Northlane’s Brendon Padjasek: 5 Albums That Changed My Life

Photo by Giulia McGauran

Aussie metalcore outfit Northlane recently released their fifth studio album, Alien, an intense record that delves into frontman Marcus Bridge’s violent upbringing living with drug-addicted parents. In keeping with the heavy music and even heavier themes of the LP, we caught up with bassist-vocalist (and ex-Structures frontman) Brendon Padjasek to find out what albums changed his life — and, no surprise, there’s plenty of heaviness to be found.

Structures – All of the Above

Structures was my band before Northlane. If this album didn’t happen, I never would have toured, never would have met Northlane and again, wouldn’t be answering these questions.

Brand New- Déjà Entendu

For a teenager, growing up in an era where emo was at its prime, the lyrics and songwriting were so well done. Brand New is the only band of that era that I can listen to now and still think, “Yeah, those are great songs.”

Between the Buried and Me – Alaska

This was the first album I listened to that made me thing anything was possible. Really opened up my musical palette of notes, chords and time signature. Of course, I had no knowledge of theory at that point, but I don’t think I would have been interested in eventually learning if it weren’t for this album.

Meshuggah – Nothing

I remember one of my first jams with Structures. Andrew, our drummer, had put “Rational Gaze” on after we had smoked a joint and it completely changed my life. I don’t think any album made me realize the rhythmic possibilities like this one.

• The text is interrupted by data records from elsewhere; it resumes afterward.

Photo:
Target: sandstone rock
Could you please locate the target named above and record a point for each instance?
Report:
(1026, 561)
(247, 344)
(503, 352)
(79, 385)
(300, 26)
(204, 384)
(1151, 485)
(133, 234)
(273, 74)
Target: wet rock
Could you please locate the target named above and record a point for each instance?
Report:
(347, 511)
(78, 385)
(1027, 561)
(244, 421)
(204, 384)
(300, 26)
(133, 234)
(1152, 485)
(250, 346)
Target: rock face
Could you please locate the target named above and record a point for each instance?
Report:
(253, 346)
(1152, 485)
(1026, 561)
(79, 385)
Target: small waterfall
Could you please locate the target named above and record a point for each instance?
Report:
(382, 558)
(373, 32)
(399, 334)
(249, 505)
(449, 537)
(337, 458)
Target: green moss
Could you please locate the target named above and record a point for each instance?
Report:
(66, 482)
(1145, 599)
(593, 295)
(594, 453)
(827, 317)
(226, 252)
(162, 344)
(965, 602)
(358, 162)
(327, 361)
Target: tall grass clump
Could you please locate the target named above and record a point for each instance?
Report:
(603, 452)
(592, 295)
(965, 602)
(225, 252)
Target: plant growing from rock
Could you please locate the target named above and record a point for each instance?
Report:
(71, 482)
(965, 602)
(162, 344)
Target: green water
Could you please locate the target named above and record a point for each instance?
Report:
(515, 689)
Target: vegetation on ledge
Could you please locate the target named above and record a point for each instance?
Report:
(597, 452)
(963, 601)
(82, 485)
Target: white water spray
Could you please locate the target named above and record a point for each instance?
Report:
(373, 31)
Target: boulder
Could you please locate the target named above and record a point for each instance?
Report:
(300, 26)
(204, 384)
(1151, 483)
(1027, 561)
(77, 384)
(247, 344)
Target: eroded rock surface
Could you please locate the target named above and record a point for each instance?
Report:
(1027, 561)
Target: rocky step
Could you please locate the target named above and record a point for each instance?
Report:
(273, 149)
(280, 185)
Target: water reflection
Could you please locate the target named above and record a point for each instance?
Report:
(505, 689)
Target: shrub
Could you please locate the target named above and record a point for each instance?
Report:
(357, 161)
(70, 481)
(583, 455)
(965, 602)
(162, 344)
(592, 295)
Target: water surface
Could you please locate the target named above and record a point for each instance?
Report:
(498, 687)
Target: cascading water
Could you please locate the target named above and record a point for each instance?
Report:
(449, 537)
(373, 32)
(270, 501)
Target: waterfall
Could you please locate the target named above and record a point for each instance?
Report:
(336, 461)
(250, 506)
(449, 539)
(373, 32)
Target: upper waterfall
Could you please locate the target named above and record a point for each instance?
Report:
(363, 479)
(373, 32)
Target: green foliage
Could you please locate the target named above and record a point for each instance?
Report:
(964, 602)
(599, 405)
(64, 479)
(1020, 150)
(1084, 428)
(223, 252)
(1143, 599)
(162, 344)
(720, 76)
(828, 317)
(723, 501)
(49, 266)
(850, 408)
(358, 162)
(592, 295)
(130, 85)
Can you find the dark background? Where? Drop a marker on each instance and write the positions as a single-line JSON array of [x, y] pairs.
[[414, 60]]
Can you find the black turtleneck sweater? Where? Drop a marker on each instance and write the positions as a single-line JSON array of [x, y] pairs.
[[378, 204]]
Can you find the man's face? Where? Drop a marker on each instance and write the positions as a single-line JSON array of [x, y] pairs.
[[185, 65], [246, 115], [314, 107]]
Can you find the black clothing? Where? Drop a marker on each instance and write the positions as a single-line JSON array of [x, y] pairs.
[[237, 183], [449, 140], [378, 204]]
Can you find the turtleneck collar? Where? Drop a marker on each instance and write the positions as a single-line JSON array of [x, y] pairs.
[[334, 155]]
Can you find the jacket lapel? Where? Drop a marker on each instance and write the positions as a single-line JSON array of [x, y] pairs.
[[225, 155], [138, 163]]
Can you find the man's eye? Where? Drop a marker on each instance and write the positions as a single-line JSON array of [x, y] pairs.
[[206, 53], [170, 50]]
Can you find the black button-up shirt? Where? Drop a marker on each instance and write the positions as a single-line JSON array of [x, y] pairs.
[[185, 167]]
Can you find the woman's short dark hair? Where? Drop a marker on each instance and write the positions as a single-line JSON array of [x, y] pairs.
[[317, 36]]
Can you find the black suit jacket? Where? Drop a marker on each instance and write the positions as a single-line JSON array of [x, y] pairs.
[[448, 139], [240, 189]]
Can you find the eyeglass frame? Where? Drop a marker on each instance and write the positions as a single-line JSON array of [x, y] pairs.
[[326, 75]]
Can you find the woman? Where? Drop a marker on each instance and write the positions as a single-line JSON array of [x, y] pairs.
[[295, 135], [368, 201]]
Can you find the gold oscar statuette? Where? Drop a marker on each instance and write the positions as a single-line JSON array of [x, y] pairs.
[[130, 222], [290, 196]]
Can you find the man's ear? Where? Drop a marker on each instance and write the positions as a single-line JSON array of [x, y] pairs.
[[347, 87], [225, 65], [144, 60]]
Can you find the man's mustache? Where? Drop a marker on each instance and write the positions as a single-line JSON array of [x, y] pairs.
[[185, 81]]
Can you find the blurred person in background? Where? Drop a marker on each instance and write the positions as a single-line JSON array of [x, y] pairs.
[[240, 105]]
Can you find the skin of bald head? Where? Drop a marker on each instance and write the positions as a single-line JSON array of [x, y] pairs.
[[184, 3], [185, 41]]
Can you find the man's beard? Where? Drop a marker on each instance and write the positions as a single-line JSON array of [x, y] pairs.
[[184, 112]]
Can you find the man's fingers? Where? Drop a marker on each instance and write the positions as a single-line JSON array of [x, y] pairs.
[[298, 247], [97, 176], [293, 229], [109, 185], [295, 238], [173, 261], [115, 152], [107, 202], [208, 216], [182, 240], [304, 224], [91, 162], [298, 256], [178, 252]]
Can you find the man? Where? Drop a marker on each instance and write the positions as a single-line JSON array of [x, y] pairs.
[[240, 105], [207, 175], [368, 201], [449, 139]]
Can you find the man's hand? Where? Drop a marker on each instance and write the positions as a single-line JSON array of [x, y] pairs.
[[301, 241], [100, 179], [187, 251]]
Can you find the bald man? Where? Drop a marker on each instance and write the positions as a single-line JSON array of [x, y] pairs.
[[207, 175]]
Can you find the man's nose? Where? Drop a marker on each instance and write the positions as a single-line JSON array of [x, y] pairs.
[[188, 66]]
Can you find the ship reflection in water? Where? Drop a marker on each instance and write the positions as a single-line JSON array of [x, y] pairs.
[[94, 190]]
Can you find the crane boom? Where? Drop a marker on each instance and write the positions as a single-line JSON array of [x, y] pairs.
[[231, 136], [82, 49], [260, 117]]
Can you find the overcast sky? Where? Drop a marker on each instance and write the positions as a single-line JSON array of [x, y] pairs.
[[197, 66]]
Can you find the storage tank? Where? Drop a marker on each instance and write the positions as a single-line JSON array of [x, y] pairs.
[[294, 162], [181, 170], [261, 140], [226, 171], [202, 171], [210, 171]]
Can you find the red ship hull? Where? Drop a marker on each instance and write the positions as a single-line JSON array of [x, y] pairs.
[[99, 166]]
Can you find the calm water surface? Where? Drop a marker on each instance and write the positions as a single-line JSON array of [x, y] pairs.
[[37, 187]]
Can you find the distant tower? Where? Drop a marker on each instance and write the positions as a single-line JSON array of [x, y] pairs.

Robert Johnson – King of the Delta Blues Singers

Where do I even start? If you’ve heard the legend of the crossroads, you know Robert Johnson. He is said to be father of blues and rock and roll. He was a terrible player, disappeared for a year and came back with a seven-string guitar — he had fashioned an extra string on his guitar — and changed music forever. This is where the crossroads theory came from.